Two Years Later: UK Media Delegitimizes October 7 as an Israeli Day of Mourning

Key takeaways:

  • October 7 marked the second anniversary of the single deadliest day in recent Jewish history.
  • Instead of focusing on or honoring the victims murdered by terrorists, too much of the UK media coverage focused on criticizing Israel’s response.
  • The imbalance exposes a dangerous moral blindness where condemning Israel has become easier for journalists than confronting the terror that started this war.

 

Two years ago, on October 7, 2023, the Jewish people suffered the greatest loss of life in a single day since the Holocaust as Hamas-led terrorists murdered, raped, and kidnapped their way through southern Israel. Since then, Israel has been fighting in Gaza to bring home its hostages and restore security to its people.

But the one day that should have been focused on remembering why this war started and commemorating the Israeli victims of Hamas was instead hijacked by Israel haters attempting to divert attention onto the Israeli military response and Palestinian victimhood. Even though Israel’s military operations did not begin on October 7, Western countries, including the U.S. and UK, witnessed anti-Israel marches to mark the day. In the UK, this occurred only days after the Yom Kippur terrorist attack on a Manchester synagogue that cost the lives of two innocent Jews.

The gross insensitivity and the denial of October 7 as a specifically Israeli or Jewish memorial day extended to parts of the media, particularly British outlets.

Here are just some examples from the coverage:

Sky News indulged in “both-siding” the day with stories of Palestinian suffering.

The Guardian framed its timeline around Israel’s defensive response, labeling it as an “assault,” and effectively obscuring the events that sparked the war.

The Associated Press wire service (although not British) similarly glanced over the cause of the war, beginning the story in the middle rather than with the terrorist attacks that sparked the ensuing conflict. By reframing the timeline, AP distorts not only the sequence of events but also the moral reality of who began this war and why it continues.

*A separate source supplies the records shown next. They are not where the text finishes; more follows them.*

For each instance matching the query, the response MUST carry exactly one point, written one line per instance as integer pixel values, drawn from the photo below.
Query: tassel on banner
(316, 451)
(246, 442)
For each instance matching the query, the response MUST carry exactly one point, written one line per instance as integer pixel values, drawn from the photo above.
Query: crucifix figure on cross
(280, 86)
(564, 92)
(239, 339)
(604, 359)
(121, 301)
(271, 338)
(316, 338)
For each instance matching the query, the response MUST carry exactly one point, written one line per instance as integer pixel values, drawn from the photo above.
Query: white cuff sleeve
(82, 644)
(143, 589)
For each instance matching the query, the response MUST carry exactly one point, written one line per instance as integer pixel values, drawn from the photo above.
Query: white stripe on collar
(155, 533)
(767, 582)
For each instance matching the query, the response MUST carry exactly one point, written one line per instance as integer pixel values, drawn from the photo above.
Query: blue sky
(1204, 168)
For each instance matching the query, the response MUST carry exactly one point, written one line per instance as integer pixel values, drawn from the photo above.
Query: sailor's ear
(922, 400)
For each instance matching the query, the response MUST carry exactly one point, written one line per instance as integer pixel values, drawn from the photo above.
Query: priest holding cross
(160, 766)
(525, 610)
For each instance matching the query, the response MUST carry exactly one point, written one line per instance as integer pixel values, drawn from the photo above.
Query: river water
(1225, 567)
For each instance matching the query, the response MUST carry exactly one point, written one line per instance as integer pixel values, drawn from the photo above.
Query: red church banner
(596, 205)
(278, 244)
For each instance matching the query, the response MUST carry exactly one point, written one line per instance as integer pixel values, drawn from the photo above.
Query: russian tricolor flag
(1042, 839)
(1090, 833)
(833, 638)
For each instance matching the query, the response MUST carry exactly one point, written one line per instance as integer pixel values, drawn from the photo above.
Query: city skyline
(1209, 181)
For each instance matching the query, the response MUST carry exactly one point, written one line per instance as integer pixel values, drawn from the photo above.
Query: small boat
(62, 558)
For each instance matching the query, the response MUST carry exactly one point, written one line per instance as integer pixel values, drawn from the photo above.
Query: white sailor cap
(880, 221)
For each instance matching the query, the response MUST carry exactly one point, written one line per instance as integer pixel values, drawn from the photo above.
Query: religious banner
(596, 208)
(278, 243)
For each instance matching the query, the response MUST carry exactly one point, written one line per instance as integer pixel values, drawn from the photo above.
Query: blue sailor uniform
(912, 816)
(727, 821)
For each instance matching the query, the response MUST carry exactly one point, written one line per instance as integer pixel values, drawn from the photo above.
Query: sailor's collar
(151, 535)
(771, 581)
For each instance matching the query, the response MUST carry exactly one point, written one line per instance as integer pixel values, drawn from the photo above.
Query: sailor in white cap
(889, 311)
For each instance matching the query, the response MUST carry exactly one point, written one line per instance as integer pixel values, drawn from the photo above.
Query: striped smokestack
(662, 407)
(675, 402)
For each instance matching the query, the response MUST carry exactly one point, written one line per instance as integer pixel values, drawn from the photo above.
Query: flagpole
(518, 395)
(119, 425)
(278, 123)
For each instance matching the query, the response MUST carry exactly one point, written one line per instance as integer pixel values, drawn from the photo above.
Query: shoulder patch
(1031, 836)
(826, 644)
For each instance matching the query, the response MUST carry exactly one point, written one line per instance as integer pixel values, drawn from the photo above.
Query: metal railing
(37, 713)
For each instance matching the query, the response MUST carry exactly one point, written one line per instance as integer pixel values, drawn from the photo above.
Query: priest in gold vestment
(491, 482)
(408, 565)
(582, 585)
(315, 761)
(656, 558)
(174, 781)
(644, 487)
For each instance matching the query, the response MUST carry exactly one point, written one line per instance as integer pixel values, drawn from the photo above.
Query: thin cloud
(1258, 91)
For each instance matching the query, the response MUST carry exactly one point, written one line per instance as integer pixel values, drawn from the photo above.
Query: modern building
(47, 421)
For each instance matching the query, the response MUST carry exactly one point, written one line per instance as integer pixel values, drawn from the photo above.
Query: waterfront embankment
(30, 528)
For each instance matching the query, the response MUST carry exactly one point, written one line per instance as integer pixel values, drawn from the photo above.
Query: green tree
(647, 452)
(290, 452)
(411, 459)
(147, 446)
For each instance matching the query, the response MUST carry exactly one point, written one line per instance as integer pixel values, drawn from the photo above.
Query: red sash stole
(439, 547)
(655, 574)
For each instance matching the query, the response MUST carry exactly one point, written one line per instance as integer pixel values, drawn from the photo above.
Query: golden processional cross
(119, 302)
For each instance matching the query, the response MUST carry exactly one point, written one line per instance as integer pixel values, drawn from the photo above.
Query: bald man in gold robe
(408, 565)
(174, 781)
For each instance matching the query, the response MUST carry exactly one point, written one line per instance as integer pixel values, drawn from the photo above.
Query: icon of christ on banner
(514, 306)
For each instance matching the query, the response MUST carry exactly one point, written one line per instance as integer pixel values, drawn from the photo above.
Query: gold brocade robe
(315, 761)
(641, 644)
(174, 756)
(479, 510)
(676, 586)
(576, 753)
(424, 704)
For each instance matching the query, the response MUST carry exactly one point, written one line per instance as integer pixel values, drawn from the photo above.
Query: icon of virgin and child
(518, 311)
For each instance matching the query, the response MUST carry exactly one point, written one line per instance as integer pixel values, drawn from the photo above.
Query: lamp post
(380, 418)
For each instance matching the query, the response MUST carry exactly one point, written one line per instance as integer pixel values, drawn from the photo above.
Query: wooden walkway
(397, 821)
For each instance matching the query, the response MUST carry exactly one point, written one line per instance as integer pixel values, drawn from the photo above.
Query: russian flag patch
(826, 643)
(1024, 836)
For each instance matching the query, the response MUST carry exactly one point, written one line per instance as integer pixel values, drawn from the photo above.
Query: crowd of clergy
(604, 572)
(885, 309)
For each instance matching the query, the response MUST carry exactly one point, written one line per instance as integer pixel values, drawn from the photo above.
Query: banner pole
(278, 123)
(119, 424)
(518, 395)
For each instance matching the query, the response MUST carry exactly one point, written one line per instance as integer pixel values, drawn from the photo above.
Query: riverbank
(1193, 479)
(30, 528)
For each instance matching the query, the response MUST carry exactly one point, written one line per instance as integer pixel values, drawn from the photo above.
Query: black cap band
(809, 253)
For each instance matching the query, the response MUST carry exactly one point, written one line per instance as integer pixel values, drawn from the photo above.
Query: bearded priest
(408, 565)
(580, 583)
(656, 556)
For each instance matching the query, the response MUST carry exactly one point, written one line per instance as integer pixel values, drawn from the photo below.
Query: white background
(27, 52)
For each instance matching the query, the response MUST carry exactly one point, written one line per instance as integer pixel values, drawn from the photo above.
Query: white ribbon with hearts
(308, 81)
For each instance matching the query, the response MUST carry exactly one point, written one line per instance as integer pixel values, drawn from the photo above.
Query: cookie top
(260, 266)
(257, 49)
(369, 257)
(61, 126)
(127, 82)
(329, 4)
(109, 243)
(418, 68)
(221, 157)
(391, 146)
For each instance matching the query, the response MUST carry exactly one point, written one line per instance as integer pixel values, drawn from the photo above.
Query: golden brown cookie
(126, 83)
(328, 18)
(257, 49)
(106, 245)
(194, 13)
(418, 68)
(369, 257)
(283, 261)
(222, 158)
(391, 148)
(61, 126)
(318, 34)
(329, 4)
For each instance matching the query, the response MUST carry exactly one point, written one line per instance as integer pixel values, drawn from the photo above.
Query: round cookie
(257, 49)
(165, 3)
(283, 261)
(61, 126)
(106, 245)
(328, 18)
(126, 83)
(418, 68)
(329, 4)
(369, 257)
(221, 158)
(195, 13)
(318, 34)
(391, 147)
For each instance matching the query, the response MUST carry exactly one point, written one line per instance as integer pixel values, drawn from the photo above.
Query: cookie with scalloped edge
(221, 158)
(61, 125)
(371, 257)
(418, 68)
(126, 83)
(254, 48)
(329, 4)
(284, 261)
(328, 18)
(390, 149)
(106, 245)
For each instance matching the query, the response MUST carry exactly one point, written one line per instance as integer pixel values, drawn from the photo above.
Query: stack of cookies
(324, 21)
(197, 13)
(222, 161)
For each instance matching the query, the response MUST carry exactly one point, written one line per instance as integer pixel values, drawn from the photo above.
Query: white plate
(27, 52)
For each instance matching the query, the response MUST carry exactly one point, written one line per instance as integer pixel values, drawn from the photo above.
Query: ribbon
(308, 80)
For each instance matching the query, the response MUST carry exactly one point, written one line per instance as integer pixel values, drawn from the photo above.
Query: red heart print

The BBC sent out an internal email to staff marking the day, but glossed over the atrocities of October 7, watering them down as mere “escalations” in the conflict. What happened on October 7 was no simple flare-up or escalation. It was a premeditated, brutal terrorist attack in which Hamas murdered, raped, and kidnapped civilians in southern Israel. In addition, instead of illustrating its email with an appropriate image from the day, the BBC chose to use an image of Palestinians amidst the rubble in Gaza.

After being called out by some of its own horrifed staff, the BBC was forced to apologize.

The narrative about life in the Gaza Strip also shapes perceptions of the conflict. Before October 7, much of the media portrayed Gaza as an “open-air concentration camp,” emphasizing extreme deprivation. The Times of London, however, marked two years since the Hamas massacre by highlighting the lifestyles lost by middle-class Gazans, once again distracting from Israeli suffering on October 7 as well as illustrating how Gaza’s reality is more complex than the narrative of Palestinian suffering that pre-October 7 coverage suggested.

How is it possible to produce a piece on October 7 and fail to mention either the hostages taken on that day? Somehow, ITV News succeeded.

It was the New Statesman, however, that really managed to reach the gutter with its decision to publish this journalistic atrocity:

The UK press has spent the week since Yom Kippur hand-wringing over the deaths of two members of the British Jewish community in an Islamist terror attack and has almost universally come to the correct conclusion that nothing in the Middle East can justify the targeting of Jews on British soil.

But when it comes to an Islamist terror attack of vast proportions that took place against Israel? The British media simply can’t see why October 7 is also unacceptable.

This pattern of reporting demonstrates a troubling moral inversion whereby it is easier for the media to condemn Israel for its actions and question its self-defense than it is to confront the terrorists who ignited this long war. By diverting attention away from the victims of October 7th and downplaying the atrocities carried out by Hamas, the UK media has helped obscure the reality of what truly happened on that horrific day.